Family Member and Former Chair of Directors
Jan Sunman is one of the original members of Making Families Count and, until recently, was the Chair of Directors. She frequently presents at our webinars. Jan started her professional career as a social worker specialising in supporting children with mental health needs and their families. Since then, she has volunteered, campaigned and worked in the field of learning disability for 38 years.
Jan is currently working with Stephen Habgood and Susan Willgoss, who is the Lived Experience Influencer in the National Suicide Prevention Alliance, on a joint project with Autism Oxford and Making Families Count on Autism Suicide Prevention with Surrey County Council.
Previously, she campaigned against cuts to short break services for disabled children and their families and spearheaded the foundation of the Chiltern Centre as a charity providing respite care to serve disabled children in South Oxfordshire. The Chiltern Centre continues to support many local families.
Jan also worked for Royal Mencap Society as a regional development officer and won a Mencap National Partnership Working Award in that role.
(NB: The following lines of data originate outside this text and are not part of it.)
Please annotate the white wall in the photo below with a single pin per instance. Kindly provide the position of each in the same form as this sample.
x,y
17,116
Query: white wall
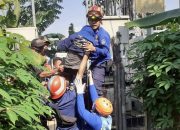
x,y
111,23
28,32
Later, she helped develop Oxfordshire Family Support Network (OxFSN), a local charity for families supporting relatives with learning disabilities. In addition, she was a member of the Transforming Care Programme Board in Oxfordshire.
She has taken part in training for reviewers for the Learning Disability Mortality Review process.
In the past, Jan has served as a trustee for two national charities, The Royal Mencap Society and NOFAS, a charity dedicated to supporting people affected by Foetal Alcohol Spectrum Disorders.
Jan’s personal experience of the loss of her eldest daughter, Katy, who was disabled and who died prematurely at the age of 25 from sepsis, has made her very aware of the issues families face when a loved one dies in complex and traumatic circumstances. She has worked with a number of families of disabled relatives facing traumatic loss.
She has two other children, her daughter Laura is a children’s nurse and her son, Matthew – a steam train addict – has severe learning disabilities and autism.